The three metrics are scored 1-5 by the judge model:

| Metric | What it measures |
|---|---|
| `factual_adherence` | Does the response stick to facts in the golden answer? |
| `completeness` | Does it cover all the essential points? |
| `helpfulness_and_clarity` | Is it well-structured and easy to act on? |

See [evaluation-methodology](docs/evaluation-methodology.md) for more details.

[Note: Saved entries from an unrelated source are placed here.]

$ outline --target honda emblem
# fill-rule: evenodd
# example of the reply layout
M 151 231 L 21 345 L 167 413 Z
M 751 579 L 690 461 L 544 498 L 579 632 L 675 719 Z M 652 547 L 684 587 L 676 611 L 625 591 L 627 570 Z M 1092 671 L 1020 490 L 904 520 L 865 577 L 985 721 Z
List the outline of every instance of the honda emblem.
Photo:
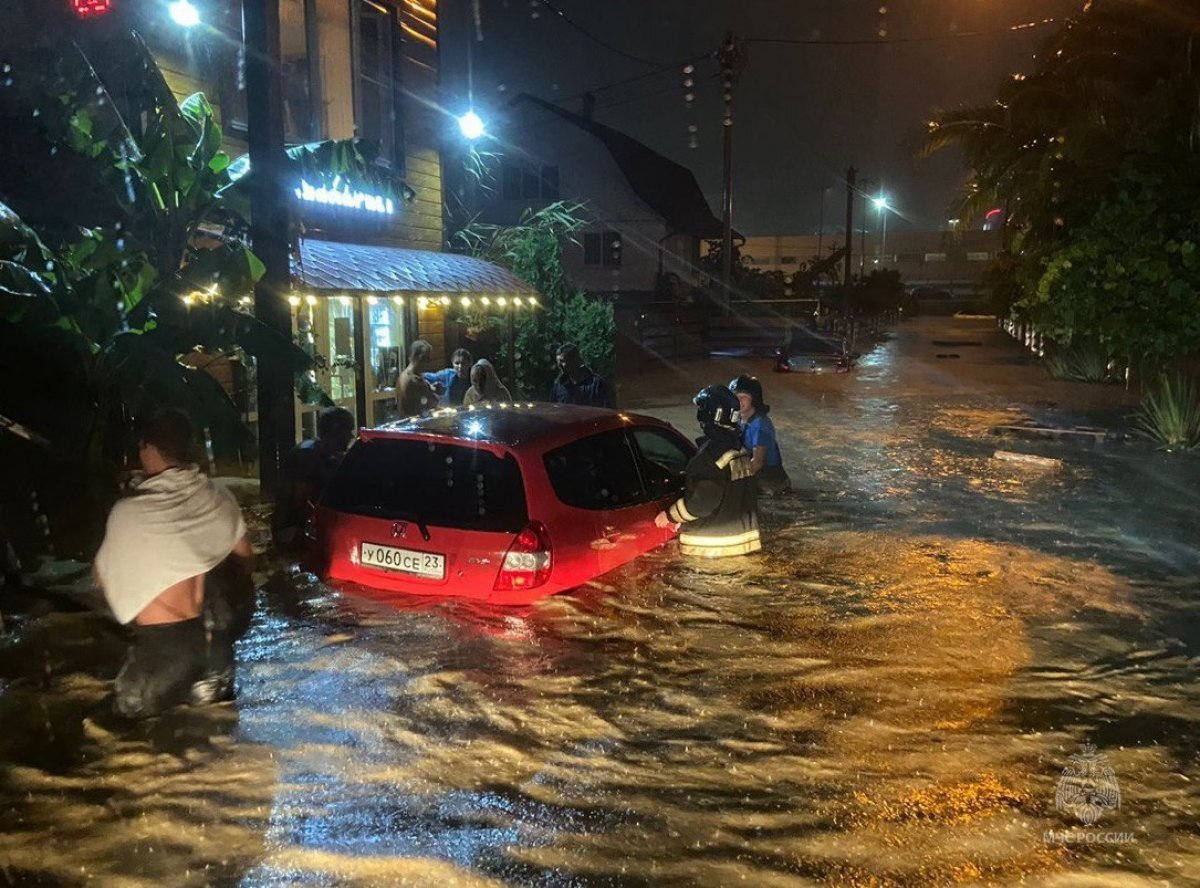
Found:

#### Interactive Results Viewer

`k-eval` comes bundled with a web-based interactive results
viewer. The viewer can be invoked via the `k-eval` command:

```bash
uvx k-eval view /path/to/results.detailed.jsonl
```

> [!Note]
>
> After running an evaluation, the `k-eval view ...`
> command will be printed out for easy copy/paste.

### Configuration

A config file defines your dataset, agent, judge, MCP servers, and the conditions you want to compare:

> [!Important]
>
> For MCP servers that require authentication,
> please reference [docs/run-configuration.md](docs/run-configuration.md).

```yaml
name: "my-eval"
version: "1"

dataset:
  # JSONL file with your questions and golden answers
  path: "./questions.jsonl"
  # The name of the key used to reference the question within the JSONL file.
  question_key: "question"
  # They key used to reference the golden "reference" or answer within the JSON file.
  answer_key: "answer"

agent:
  type: "claude_code_sdk" # currently the only supported type
  model: "claude-sonnet-4-5"

judge:
  model: "vertex_ai/claude-opus-4-5" # any LiteLLM-compatible model string (See: https://models.litellm.ai/)
  temperature: 0.0

mcp_servers:
  graph:
    type: "stdio"
    command: "python"
    args: ["-m", "my_mcp_server"]

conditions:
  baseline:
    mcp_servers: []
    system_prompt: |
        Answer using your own knowledge.
  with_graph:
    mcp_servers: [graph]
    system_prompt: |
        Use the graph tool to answer the question.
    # Abort this triple if the agent makes no MCP tool calls.
    # Prevents silently scoring runs where the MCP server was unreachable.
    require_mcp_tool_use: true
    # Abort this triple if every MCP tool call returned an error.
    # Use alongside require_mcp_tool_use to validate
    # that MCP tools are working correctly.
    require_mcp_tool_success: true

execution:
  # How many times each (question, condition) pair is evaluated.
  # This is useful for managing variance in agent responses. Standard
  # deviation between scores will be reported if num_repetitions >= 3
  num_repetitions: 3
  # (question, condition, repetition) tuples can be evaluated concurrently
  # to reduce total evaluation time. The upper bound of this number is determined
  # only by the resources on your computer and by the rate limit configuration
  # of the agent and model providers.
  #
  # In practice, numbers even as high as 50 seem to be well tolerated 
  # when using Vertex AI.
  max_concurrent: 5
```

See [docs/run-configuration.md](docs/run-configuration.md) for the full reference including authentication setup.